Many episodes of low back pain can be prevented or their severity reduced through lifestyle modifications:

  • Regular Exercise: Strengthening core (abdominal and back) muscles and maintaining flexibility are crucial. Activities like walking, swimming, and yoga/Pilates can be beneficial.
  • Proper Body Mechanics: Using correct techniques for lifting (bend knees, keep back straight), pushing, and pulling.
  • Ergonomics: Ensuring an ergonomically sound workspace (chair with good lumbar support, proper desk height, monitor at eye level). Taking frequent breaks from prolonged sitting.
  • Weight Management: Maintaining a healthy body weight reduces stress on the spine.
  • Smoking Cessation: Smoking impairs circulation and can accelerate disc degeneration.
  • Appropriate Sleeping Surface: A supportive mattress that maintains spinal alignment. Avoid sleeping on overly soft or sagging mattresses.
  • Stress Management: Chronic stress can contribute to muscle tension and pain.

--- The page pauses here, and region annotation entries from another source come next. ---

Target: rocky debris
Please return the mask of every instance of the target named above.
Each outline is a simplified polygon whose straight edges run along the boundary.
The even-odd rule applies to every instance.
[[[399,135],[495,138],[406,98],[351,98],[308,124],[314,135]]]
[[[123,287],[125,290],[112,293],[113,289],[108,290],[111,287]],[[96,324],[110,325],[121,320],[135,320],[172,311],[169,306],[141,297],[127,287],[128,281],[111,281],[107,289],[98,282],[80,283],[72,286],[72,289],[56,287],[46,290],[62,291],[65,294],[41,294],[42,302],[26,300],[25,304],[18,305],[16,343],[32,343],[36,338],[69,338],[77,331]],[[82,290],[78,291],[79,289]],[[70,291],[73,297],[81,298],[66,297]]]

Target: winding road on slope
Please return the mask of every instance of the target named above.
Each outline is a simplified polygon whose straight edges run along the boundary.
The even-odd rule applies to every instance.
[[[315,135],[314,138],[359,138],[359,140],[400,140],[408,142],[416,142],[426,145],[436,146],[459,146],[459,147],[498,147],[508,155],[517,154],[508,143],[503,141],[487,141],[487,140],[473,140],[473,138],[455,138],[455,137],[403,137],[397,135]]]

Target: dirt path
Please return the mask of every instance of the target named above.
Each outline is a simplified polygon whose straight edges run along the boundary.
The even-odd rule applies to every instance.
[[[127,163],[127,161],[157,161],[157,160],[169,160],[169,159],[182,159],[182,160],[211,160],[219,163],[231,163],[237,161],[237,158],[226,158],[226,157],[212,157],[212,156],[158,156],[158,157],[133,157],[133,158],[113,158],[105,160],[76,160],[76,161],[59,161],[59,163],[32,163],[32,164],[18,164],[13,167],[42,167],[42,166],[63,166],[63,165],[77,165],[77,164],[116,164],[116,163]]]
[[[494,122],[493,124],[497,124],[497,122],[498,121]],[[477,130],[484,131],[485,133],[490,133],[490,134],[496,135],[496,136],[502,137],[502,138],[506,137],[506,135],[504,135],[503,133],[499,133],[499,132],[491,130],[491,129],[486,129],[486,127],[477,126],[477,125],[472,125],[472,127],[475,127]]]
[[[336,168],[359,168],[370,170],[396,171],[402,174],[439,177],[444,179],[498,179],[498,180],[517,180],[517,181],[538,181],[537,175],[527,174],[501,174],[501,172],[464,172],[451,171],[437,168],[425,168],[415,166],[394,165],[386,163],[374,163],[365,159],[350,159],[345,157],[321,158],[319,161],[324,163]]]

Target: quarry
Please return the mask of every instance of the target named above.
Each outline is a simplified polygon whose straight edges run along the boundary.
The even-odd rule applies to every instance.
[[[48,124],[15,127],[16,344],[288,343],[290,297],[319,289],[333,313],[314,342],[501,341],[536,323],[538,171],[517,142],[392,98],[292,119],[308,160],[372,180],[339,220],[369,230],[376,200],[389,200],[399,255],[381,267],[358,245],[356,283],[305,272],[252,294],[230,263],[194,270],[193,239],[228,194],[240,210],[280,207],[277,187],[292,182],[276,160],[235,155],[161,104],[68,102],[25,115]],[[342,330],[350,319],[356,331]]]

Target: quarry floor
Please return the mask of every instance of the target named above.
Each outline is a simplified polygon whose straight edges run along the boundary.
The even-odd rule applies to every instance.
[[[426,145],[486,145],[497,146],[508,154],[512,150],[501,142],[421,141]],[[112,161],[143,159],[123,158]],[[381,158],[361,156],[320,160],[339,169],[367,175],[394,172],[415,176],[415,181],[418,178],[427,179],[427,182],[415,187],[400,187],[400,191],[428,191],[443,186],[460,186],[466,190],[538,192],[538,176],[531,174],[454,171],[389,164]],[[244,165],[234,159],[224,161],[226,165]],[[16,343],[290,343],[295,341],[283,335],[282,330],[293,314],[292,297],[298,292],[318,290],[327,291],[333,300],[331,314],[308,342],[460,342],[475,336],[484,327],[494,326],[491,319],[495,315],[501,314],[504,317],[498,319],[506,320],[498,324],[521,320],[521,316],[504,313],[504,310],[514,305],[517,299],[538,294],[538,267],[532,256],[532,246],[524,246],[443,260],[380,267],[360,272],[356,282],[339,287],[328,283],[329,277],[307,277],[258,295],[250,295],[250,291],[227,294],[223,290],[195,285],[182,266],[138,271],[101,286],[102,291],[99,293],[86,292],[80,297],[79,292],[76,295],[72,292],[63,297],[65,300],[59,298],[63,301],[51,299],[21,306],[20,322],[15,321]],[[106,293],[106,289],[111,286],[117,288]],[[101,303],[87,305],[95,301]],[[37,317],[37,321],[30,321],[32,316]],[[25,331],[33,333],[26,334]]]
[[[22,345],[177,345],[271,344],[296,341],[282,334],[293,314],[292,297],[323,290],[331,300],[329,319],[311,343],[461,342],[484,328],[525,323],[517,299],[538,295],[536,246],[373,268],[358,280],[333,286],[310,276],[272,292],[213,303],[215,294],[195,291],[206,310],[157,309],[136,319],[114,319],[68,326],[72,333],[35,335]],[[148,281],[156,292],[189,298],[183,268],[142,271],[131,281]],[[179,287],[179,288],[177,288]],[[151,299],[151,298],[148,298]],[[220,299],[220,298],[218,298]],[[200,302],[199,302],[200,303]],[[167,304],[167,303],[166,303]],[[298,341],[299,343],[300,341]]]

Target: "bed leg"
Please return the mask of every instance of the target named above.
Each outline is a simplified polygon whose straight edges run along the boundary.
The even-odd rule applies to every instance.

Prevention of the development of degenerative disc disease and the appearance of pain symptoms is primarily promoted by independent gymnastics and active recreation. Gymnastics helps to relieve the daily cumulative load on the same muscles, ligaments, and joints of the lumbar spine.

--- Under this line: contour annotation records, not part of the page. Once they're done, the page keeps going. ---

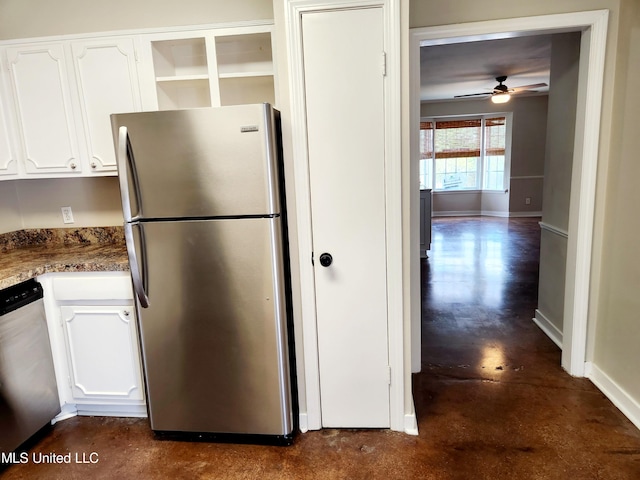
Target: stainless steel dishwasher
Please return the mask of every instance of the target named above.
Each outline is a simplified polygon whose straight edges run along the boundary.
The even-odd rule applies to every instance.
[[[42,297],[36,280],[0,291],[0,452],[60,413]]]

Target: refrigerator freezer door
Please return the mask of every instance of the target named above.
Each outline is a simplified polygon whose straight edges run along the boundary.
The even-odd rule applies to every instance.
[[[117,114],[111,123],[132,217],[280,213],[270,105]],[[123,131],[125,149],[118,148]]]
[[[280,221],[133,226],[146,241],[138,318],[152,429],[292,432]]]

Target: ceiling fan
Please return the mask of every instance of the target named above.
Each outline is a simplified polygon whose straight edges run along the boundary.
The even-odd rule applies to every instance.
[[[506,103],[511,98],[511,95],[514,93],[527,92],[531,91],[534,88],[546,87],[546,83],[534,83],[532,85],[522,85],[520,87],[509,88],[504,82],[506,82],[507,76],[502,75],[500,77],[496,77],[496,81],[498,85],[493,87],[492,92],[486,93],[470,93],[468,95],[456,95],[453,98],[465,98],[465,97],[478,97],[478,96],[487,96],[491,95],[491,101],[493,103]]]

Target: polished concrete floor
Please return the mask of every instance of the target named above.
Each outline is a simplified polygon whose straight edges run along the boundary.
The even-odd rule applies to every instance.
[[[640,479],[640,431],[531,318],[538,219],[434,219],[422,261],[419,436],[322,430],[291,447],[156,440],[144,419],[65,420],[4,479]],[[92,455],[93,454],[93,455]]]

When to Seek Medical Attention

While many episodes of low back pain resolve with self-care, medical attention should be sought if:

  • Pain is severe, persistent (lasting more than a few weeks), or disabling.
  • Pain results from a significant trauma or injury.
  • There are "red flag" symptoms:
    • Fever, chills, unexplained weight loss.
    • Bowel or bladder dysfunction (incontinence or retention).
    • Saddle anesthesia (numbness in the groin, buttocks, inner thighs).
    • Progressive or severe weakness in the legs.
    • History of cancer or recent infection.
    • Pain that is worse at night or not relieved by rest.
  • Pain radiates down the leg below the knee, especially if associated with numbness, tingling, or weakness.
  • The patient is very young or elderly with new onset of significant back pain.

A healthcare professional can perform a thorough evaluation to determine the cause of the pain and recommend an appropriate treatment plan.